• Sonuç bulunamadı

2.2. Tanzimat Devri Türk Romanında Ahlaki Kötülük Algısı

2.2.1. Birey Bağlamında Ahlaki Kötülüklerin Ele Alınması

Ahmet Midhat, “Esrâr-ı Cinâyât” isimli eserinde, insanda biri “semavi” (melekiyet) diğeri “dünyevi” (şeytaniyet) (EC,222) olmak üzere onu iyiliğe ve kötülüğe yönlendiren iki eğilim bulunduğunu ve bu eğilimlerin sürekli olarak birbiri ile mücadele hâlinde olduğunu belirtir. Ahlaki iyilikler ve kötülükler, insandaki bu iki ayrı eğilimin

mücadelesinden kaynaklanır. “Semavi” eğilimlerin galibiyeti, ahlaki iyilikleri; “dünyevi” eğilimlerin galibiyeti ise ahlaki kötülükleri meydana getirir:

“[İ]nsanda birisi melekiyete karîb bir tabiat ile diğeri dahi şaytâniyete karîb

diğer bir tabiat vardır. Tabîr-i aherle diyebilirim ki, irade-i ilahiyye insanın sıfat-ı memduha-ı beşeriyyete muvafık hüsn-i ahvâlde bulunmasını muktezi iken, araya bir de şeytan-ı vesvâs girerek, insanı kendi tarik-i insaniyyetinden ızlâle sa’y ediyor”

(EC,222).

Bu ifadeleri ile Ahmet Midhat, insanda aynı anda hem iyiliğe hem de kötülüğe yatkın bir tarafın olduğunu belirtir ve kötülüğü bir imkân meselesi olarak değerlendirmiş olur. Ahlaki anlamda kötülük, insanda imkân olarak mevcuttur, bunu eyleme dönüştürense insanın özgürce yaptığı seçimlerdir. Bu açıdan düşünüldüğünde Tanrı, kötülük yapabilme/günah işleme kapasitesi ile yarattığı insana irade hürriyeti vererek kötülük yapmıştır. (Peterson-Hasker-Reichenbach-Basinger,2006:228) İnsan için esas eğilimin tabiat-ı melekiye olduğunu belirten Ahmet Midhat, pişmanlığı da tabiat-ı melekiyenin mağlup olmaya razı olmaması ve tabiat-ı şeytaniyenin insanı zorladığı kabahatleri muhafaza edememesi yani tabiat-ı melekiyenin güçlülüğü olarak açıklar.
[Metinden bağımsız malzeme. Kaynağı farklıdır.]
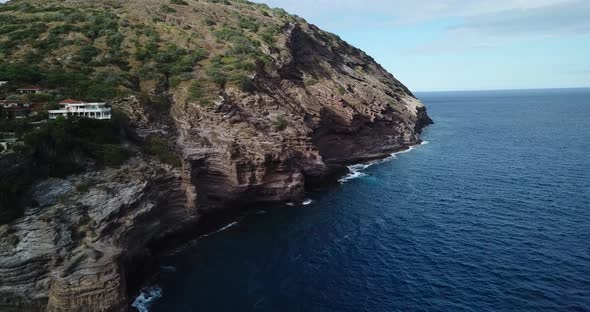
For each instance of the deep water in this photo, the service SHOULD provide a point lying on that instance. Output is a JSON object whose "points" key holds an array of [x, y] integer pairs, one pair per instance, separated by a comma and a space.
{"points": [[492, 215]]}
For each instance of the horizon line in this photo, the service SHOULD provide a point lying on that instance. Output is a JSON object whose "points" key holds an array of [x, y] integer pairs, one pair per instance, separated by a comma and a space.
{"points": [[511, 89]]}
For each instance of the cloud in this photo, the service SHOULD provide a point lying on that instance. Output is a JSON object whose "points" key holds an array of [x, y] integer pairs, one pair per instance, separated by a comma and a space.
{"points": [[558, 19], [476, 24]]}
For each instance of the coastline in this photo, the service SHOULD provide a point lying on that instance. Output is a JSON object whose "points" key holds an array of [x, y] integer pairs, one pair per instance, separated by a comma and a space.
{"points": [[144, 296]]}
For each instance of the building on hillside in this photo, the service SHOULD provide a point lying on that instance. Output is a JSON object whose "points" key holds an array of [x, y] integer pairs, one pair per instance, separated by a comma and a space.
{"points": [[30, 90], [15, 109], [71, 107]]}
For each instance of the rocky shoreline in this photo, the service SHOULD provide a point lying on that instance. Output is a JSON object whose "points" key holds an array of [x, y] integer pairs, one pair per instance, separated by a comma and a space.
{"points": [[86, 241]]}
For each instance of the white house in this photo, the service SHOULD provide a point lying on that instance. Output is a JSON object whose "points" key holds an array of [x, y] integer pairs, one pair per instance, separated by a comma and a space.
{"points": [[71, 107], [30, 90]]}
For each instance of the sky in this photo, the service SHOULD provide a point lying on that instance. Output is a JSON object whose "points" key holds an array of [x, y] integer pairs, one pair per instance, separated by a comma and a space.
{"points": [[434, 45]]}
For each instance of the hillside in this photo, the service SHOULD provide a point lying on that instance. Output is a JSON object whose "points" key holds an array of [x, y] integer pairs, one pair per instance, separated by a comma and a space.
{"points": [[220, 105]]}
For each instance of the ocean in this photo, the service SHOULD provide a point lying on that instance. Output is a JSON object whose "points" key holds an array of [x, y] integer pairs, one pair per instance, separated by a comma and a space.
{"points": [[492, 214]]}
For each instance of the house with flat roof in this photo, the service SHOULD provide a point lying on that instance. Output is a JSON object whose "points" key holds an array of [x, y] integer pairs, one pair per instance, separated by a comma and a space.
{"points": [[70, 107], [15, 109], [30, 90]]}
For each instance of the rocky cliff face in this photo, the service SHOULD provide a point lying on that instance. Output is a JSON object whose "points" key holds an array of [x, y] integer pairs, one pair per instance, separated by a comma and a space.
{"points": [[315, 105]]}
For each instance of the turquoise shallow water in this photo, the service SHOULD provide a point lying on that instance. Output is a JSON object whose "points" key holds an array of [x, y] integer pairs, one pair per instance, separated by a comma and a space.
{"points": [[492, 215]]}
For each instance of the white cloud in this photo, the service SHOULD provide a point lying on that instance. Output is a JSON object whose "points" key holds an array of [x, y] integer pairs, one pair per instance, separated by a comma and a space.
{"points": [[482, 23]]}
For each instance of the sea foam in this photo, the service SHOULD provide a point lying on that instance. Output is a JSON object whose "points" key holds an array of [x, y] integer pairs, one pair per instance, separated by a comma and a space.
{"points": [[146, 298], [356, 171]]}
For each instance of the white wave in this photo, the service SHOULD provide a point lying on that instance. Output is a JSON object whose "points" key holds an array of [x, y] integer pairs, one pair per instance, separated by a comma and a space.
{"points": [[221, 229], [356, 171], [168, 269], [146, 298]]}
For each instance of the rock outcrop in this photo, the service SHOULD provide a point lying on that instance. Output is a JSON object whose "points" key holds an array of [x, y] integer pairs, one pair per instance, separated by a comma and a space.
{"points": [[322, 104]]}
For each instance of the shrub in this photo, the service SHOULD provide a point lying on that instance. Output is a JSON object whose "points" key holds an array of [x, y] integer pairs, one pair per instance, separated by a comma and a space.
{"points": [[244, 83], [217, 76], [280, 124], [82, 188], [195, 91], [166, 9], [156, 146], [87, 54]]}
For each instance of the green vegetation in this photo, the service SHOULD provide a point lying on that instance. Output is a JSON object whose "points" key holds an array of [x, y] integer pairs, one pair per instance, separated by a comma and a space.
{"points": [[58, 146]]}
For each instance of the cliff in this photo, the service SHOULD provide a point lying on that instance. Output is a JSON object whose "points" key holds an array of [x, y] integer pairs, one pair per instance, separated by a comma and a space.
{"points": [[256, 104]]}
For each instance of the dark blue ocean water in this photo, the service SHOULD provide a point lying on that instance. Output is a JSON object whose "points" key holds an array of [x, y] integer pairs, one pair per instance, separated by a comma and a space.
{"points": [[492, 215]]}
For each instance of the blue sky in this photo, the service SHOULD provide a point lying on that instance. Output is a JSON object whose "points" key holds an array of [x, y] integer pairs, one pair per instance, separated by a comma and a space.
{"points": [[464, 44]]}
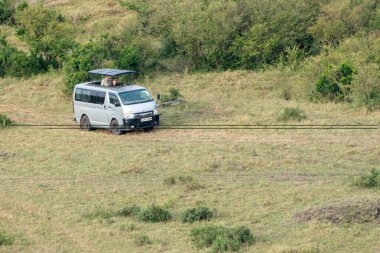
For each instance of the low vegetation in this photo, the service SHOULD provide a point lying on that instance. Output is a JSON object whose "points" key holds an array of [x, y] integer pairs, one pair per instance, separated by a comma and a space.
{"points": [[291, 114], [197, 214], [174, 94], [5, 121], [350, 211], [5, 240], [142, 240], [369, 181], [154, 214], [129, 211], [221, 239]]}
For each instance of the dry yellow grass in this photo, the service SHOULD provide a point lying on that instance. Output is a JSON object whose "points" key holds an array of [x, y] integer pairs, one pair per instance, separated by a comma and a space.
{"points": [[50, 179]]}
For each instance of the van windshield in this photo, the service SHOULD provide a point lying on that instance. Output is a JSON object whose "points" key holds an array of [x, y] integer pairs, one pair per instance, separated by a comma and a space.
{"points": [[135, 97]]}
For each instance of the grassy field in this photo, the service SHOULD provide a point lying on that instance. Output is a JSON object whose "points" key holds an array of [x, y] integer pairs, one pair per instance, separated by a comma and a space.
{"points": [[58, 188]]}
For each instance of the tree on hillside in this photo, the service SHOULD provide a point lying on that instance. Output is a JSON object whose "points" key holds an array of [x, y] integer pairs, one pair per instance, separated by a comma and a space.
{"points": [[47, 33]]}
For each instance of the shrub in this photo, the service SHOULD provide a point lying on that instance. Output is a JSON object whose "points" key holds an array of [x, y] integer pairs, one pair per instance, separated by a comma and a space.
{"points": [[154, 214], [5, 240], [174, 94], [6, 11], [46, 32], [369, 181], [197, 214], [129, 211], [142, 240], [289, 113], [99, 213], [335, 83], [5, 121], [83, 59], [221, 239]]}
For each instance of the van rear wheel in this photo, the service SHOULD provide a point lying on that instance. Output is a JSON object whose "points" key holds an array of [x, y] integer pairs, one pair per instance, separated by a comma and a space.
{"points": [[85, 123], [115, 128]]}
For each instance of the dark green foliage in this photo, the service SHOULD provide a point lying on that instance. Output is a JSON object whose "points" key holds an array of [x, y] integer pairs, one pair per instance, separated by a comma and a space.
{"points": [[142, 240], [335, 83], [5, 240], [221, 239], [289, 113], [197, 214], [99, 213], [154, 214], [84, 58], [128, 58], [174, 94], [6, 11], [369, 181], [129, 211], [5, 121], [17, 63]]}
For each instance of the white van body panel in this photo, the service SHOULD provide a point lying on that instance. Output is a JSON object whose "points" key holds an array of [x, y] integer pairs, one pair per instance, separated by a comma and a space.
{"points": [[101, 115]]}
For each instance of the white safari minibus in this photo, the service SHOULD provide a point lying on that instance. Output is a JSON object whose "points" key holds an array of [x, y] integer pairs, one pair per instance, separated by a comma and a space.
{"points": [[118, 107]]}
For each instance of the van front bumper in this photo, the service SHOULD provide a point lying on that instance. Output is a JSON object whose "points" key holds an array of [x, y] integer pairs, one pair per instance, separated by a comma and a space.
{"points": [[136, 123]]}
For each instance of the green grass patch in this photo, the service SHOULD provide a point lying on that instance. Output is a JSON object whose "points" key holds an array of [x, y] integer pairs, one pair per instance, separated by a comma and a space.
{"points": [[197, 214], [5, 240], [5, 121], [129, 211], [142, 240], [221, 239], [154, 214], [369, 181], [100, 213], [291, 114]]}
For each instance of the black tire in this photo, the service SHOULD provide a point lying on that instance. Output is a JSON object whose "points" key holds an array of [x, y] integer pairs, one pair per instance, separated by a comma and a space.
{"points": [[115, 128], [85, 123], [148, 129]]}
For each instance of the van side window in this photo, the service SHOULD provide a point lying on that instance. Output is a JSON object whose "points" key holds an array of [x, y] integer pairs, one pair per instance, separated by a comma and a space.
{"points": [[78, 94], [113, 99], [97, 97], [86, 96], [90, 96]]}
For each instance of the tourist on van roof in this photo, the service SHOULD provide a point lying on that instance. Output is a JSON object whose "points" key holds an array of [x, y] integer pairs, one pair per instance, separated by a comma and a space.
{"points": [[106, 81]]}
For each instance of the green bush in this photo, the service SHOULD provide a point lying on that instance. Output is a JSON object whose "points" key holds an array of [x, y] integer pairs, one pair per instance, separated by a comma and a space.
{"points": [[335, 83], [47, 33], [142, 240], [291, 114], [6, 11], [5, 121], [129, 211], [197, 214], [221, 239], [154, 214], [17, 63], [369, 181], [5, 240], [174, 94], [99, 213]]}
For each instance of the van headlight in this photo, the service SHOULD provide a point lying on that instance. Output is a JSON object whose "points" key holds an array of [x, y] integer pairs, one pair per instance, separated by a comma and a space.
{"points": [[129, 115]]}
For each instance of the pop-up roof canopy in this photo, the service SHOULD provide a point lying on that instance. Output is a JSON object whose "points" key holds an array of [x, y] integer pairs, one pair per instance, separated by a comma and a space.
{"points": [[111, 72]]}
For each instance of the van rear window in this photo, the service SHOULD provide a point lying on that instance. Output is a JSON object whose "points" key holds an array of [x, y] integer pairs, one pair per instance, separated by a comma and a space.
{"points": [[90, 96]]}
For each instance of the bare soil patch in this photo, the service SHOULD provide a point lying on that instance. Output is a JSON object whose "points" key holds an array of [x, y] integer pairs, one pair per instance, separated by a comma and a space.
{"points": [[348, 211]]}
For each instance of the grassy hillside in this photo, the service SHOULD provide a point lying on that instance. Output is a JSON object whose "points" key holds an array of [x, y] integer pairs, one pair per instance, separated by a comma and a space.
{"points": [[60, 187]]}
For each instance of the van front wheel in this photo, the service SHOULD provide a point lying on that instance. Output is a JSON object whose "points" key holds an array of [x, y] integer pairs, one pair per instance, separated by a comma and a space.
{"points": [[85, 123], [115, 128]]}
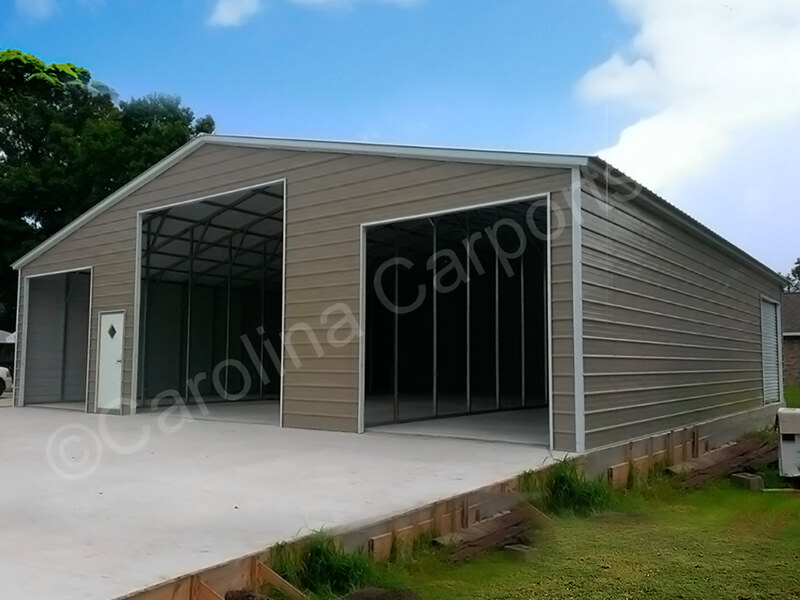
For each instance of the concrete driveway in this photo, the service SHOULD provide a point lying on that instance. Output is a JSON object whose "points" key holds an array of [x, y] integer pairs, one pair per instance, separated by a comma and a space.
{"points": [[96, 507]]}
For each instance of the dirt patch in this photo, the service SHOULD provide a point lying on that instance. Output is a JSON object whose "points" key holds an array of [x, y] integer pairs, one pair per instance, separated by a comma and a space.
{"points": [[380, 594]]}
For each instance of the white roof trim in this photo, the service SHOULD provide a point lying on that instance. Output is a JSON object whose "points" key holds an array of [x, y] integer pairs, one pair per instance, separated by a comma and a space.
{"points": [[504, 157], [109, 201], [421, 152]]}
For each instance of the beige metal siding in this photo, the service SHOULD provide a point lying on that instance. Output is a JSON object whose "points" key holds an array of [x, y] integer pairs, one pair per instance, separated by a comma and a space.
{"points": [[329, 196], [672, 330], [562, 344]]}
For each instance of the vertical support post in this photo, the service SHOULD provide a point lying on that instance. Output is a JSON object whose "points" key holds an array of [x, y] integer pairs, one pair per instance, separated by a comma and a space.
{"points": [[228, 317], [435, 325], [64, 332], [144, 302], [522, 324], [496, 323], [262, 329], [469, 316], [396, 399], [189, 286]]}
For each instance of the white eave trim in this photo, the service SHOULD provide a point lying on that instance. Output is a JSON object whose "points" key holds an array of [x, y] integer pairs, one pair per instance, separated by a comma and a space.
{"points": [[502, 157]]}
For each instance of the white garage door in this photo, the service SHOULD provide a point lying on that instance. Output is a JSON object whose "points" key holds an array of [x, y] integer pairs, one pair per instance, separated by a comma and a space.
{"points": [[770, 352]]}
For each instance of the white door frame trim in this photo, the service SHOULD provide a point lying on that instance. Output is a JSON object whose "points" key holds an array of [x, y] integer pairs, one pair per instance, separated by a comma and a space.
{"points": [[100, 314], [21, 347], [363, 286], [137, 282]]}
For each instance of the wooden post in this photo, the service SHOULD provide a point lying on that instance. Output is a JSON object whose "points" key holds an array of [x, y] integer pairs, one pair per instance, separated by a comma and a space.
{"points": [[201, 591]]}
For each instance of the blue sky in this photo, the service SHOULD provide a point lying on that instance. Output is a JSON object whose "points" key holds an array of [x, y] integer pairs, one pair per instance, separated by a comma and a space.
{"points": [[436, 72], [582, 76]]}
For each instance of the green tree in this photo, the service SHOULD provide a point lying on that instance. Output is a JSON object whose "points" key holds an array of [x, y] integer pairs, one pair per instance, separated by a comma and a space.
{"points": [[65, 144], [794, 278]]}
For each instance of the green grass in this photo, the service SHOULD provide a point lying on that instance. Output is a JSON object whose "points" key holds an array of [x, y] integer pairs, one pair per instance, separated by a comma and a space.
{"points": [[565, 490], [320, 567], [792, 394], [658, 542]]}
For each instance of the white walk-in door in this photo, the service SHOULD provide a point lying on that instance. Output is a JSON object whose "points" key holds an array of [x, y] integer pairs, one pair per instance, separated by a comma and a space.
{"points": [[110, 330], [770, 352]]}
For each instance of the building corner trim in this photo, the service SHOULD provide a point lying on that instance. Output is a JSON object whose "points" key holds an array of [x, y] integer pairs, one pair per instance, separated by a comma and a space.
{"points": [[577, 309]]}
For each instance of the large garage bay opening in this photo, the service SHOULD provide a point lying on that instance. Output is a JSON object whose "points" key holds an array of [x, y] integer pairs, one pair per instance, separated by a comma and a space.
{"points": [[211, 305], [57, 340], [456, 324]]}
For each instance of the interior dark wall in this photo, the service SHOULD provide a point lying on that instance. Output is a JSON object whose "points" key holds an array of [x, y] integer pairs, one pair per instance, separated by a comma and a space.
{"points": [[503, 338], [167, 322]]}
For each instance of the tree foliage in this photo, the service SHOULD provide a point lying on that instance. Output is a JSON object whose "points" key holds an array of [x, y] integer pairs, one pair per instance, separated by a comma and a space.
{"points": [[65, 144], [794, 278]]}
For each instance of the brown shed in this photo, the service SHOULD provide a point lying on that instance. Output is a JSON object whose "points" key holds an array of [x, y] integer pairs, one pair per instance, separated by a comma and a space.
{"points": [[345, 286]]}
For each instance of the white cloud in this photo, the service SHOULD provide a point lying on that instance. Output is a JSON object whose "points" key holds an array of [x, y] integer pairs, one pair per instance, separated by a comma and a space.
{"points": [[231, 13], [716, 87], [37, 9], [704, 74]]}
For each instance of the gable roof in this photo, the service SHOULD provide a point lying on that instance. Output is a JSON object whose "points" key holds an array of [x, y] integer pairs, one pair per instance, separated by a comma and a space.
{"points": [[790, 317], [501, 157]]}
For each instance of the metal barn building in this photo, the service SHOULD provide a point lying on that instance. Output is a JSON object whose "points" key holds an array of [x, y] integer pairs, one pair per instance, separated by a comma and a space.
{"points": [[346, 286]]}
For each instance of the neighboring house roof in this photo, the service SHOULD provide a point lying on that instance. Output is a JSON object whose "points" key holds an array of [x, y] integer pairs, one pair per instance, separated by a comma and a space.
{"points": [[609, 176], [790, 318]]}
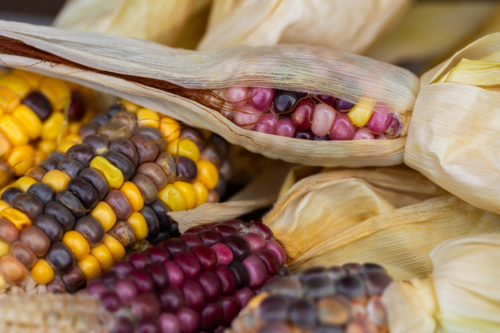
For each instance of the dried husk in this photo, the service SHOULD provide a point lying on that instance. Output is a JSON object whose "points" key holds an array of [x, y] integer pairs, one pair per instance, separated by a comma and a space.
{"points": [[455, 127], [460, 296], [350, 26], [391, 216], [166, 22], [292, 67]]}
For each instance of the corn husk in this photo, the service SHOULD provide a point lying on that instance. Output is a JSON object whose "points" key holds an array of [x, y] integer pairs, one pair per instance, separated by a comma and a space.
{"points": [[350, 26], [460, 296], [391, 216], [167, 22], [300, 68], [456, 125]]}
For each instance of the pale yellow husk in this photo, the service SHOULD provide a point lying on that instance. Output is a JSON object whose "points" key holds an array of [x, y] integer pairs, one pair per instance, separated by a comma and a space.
{"points": [[291, 67], [455, 131], [391, 216], [350, 26], [166, 22], [460, 296]]}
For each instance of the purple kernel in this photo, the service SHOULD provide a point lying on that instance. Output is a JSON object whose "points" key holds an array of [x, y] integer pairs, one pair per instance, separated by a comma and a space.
{"points": [[189, 264]]}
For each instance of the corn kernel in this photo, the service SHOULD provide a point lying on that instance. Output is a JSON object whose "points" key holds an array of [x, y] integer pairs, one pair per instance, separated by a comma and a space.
{"points": [[4, 205], [139, 225], [57, 179], [14, 130], [52, 126], [42, 273], [77, 244], [24, 183], [170, 128], [8, 100], [133, 196], [16, 84], [105, 215], [173, 198], [4, 248], [102, 254], [113, 175], [146, 117], [208, 174], [188, 193], [17, 218], [201, 193], [361, 112], [115, 247], [5, 146], [29, 120], [21, 159], [57, 92], [90, 267], [184, 147]]}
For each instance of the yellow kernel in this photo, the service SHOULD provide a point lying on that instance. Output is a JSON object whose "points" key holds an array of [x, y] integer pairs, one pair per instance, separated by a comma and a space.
{"points": [[4, 205], [115, 247], [14, 130], [77, 244], [208, 174], [113, 175], [57, 179], [57, 92], [52, 126], [21, 159], [24, 183], [105, 215], [146, 117], [184, 147], [42, 273], [188, 193], [139, 225], [29, 120], [201, 193], [361, 112], [47, 146], [170, 128], [4, 248], [5, 146], [90, 267], [17, 218], [133, 196], [173, 198], [16, 84], [102, 254]]}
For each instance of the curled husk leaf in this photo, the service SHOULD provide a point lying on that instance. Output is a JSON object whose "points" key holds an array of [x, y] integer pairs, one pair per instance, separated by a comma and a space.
{"points": [[350, 26], [461, 295], [185, 85], [456, 125], [391, 216]]}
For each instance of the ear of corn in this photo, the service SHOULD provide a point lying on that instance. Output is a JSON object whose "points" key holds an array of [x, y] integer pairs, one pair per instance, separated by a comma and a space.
{"points": [[69, 219]]}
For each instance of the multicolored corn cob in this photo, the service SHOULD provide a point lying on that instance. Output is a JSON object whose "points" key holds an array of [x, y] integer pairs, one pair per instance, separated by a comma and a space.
{"points": [[319, 300], [310, 117], [33, 107], [197, 282], [73, 215]]}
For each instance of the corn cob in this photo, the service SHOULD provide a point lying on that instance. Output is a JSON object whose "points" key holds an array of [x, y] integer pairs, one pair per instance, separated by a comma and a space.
{"points": [[76, 213], [309, 117], [333, 300], [31, 107]]}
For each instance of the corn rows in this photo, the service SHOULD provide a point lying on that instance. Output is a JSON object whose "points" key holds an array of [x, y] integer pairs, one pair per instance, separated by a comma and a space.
{"points": [[74, 214]]}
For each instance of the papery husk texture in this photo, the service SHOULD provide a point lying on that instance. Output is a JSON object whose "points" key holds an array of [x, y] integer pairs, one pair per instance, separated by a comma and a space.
{"points": [[455, 131], [460, 296], [350, 26], [390, 216], [291, 67]]}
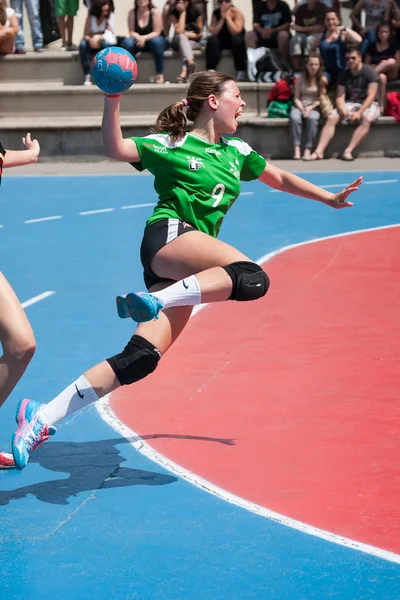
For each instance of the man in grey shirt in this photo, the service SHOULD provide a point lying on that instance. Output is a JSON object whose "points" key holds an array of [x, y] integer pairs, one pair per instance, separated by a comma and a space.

Ahmet Midhat’a göre insan için iyilik olduğu kadar kötülük de muhtemeldir. İnsanoğlu, iyiliğe olduğu kadar kötülüğe de müsaittir, ancak çevresinde yıkım yapabilecek ya da bir yanıyla melek kadar iyi olabilecekken diğer yanıyla şeytana pabucunu ters giydirecek kadar kötü olan da yine aynı insandır. İnsan, imkân olarak melek ile şeytan arası bir varlıktır. Ona bu niteliğini kazandıransa bir nefse ve özgür iradeye sahip olmasıdır:

“Kâh olur ki insanoğlu melekler derecesinde iyilikler, güzellikler gösterir. Kâh

olur ki irtikâb eylediği mel’aneti İblis bile irtikâbdan haya eyler” (SM,38).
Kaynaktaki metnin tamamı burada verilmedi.